Las agujas marcaban cierta música,

acorde amortiguado por la lana.

Me quedó su enseñanza: corre, vuela.

Esta niña pregunta cosas tontas.

¿No estás viendo?

El encaje se teje en el derecho

y el revés se trabaja como viene.

 

Hoy suplo mi ignorancia con YouTube,         

con vídeos lentos donde la vislumbro.

Acudo a sus lecciones,

persigo sus secretos. Y el revés…

                  lo trabajo como puedo.

 

 

 

EL INTRUSO    

 

Nadie pensó. Llegó tan silencioso.

que nadie imaginó su fortaleza,

sus astillas de hiel enmascaradas.

Estábamos absortos.

        Nuestras vidas

rodaban como siempre, sin cautela.

El trabajo, los niños. Descuidamos

asuntos importantes,

al abrigo fugaz de la rutina.

 

                                        Y llegó.

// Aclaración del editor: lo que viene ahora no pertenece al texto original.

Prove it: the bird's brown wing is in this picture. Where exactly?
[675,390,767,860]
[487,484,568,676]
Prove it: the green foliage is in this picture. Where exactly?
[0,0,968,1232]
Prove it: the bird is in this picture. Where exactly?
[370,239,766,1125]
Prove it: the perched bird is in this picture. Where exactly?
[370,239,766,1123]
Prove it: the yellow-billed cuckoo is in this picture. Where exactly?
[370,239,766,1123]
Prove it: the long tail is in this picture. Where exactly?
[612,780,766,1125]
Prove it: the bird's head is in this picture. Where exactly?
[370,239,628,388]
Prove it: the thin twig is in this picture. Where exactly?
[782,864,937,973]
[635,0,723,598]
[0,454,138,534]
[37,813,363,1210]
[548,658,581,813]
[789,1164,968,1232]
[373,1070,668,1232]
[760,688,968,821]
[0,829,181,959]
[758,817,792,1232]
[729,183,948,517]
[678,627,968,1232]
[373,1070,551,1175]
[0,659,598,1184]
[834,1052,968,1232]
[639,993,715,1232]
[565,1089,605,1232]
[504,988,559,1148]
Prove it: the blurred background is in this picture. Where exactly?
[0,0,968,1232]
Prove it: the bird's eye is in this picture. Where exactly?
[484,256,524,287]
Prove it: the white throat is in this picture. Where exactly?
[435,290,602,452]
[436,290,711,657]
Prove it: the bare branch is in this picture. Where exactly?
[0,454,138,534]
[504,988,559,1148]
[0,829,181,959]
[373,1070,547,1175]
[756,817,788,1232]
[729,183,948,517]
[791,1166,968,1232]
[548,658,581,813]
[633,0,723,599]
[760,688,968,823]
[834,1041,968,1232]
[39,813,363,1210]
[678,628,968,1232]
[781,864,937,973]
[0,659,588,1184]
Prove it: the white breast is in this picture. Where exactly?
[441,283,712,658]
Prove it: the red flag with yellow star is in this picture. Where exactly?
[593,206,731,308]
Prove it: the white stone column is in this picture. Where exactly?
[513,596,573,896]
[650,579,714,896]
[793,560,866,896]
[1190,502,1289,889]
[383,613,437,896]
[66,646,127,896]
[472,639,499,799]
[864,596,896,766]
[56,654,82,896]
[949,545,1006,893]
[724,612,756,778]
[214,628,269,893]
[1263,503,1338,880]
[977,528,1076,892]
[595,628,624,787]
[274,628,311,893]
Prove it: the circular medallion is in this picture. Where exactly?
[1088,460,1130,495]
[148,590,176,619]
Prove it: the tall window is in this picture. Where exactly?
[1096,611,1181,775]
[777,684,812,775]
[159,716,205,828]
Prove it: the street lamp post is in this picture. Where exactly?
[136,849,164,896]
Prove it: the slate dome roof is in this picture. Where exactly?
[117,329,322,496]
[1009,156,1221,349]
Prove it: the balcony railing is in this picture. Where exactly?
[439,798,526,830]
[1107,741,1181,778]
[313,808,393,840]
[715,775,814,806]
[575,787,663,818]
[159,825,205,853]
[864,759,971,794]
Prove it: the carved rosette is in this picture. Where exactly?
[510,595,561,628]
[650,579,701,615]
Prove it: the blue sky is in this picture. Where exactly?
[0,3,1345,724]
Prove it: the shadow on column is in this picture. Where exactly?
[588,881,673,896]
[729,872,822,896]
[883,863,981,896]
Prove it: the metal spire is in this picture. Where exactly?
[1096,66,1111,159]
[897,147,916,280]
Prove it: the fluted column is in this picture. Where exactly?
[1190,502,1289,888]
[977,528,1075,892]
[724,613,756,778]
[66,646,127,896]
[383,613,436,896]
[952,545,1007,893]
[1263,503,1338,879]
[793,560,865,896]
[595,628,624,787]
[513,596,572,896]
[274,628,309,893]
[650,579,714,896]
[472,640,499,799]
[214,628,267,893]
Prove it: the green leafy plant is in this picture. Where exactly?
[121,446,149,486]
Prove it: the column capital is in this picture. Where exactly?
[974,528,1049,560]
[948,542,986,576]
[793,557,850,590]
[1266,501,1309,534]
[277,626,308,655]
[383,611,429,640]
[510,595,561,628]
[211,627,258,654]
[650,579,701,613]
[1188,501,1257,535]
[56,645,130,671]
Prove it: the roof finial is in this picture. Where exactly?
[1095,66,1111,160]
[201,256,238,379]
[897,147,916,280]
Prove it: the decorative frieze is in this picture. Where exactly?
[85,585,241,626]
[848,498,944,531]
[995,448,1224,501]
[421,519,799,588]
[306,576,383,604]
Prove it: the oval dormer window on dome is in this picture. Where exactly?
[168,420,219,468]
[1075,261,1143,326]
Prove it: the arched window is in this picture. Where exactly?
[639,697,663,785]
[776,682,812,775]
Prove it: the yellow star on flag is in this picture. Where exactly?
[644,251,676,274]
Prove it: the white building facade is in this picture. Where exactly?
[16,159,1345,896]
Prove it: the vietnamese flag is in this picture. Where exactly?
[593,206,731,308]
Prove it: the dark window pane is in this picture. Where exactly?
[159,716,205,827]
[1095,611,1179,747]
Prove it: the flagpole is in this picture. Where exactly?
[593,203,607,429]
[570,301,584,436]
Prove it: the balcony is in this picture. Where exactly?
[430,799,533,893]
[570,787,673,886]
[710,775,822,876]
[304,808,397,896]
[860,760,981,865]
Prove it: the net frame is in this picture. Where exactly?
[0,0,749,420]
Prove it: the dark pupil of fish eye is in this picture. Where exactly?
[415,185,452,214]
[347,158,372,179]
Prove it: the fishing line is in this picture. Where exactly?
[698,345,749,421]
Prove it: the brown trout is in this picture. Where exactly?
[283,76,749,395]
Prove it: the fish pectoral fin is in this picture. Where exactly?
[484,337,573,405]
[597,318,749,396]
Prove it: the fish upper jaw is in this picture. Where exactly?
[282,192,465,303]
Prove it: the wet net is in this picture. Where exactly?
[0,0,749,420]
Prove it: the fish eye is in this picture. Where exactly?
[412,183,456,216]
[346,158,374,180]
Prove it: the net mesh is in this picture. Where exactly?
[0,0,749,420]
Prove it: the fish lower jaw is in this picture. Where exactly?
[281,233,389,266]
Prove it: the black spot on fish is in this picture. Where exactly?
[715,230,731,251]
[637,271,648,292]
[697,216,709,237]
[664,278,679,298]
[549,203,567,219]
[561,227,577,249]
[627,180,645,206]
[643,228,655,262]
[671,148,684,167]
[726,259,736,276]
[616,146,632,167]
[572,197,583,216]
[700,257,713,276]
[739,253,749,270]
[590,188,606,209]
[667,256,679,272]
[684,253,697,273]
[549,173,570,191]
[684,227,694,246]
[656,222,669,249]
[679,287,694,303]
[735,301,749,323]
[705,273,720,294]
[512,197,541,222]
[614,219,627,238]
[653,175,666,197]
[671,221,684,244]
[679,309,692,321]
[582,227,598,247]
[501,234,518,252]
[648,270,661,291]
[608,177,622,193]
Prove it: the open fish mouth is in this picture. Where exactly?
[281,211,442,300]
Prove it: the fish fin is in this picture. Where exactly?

No creímos las primeras noticias.

Ignoramos las voces, los avisos,

tan lejanos los muertos, tan ajenos.

     Y llegó.

Se instaló entre nosotros,

asignó a nuestros cuerpos su latido,

equipaje macabro entre la sombra.

Una herida invisible, un abismo

de cloro levantó una muralla

de infinitas esquirlas.

                                   Inundamos

las calles con extrañas mareas.

Se nublaron los ojos por el miedo.

Se taparon las bocas por asepsia.

 

                                   Se prohibieron los besos por decreto.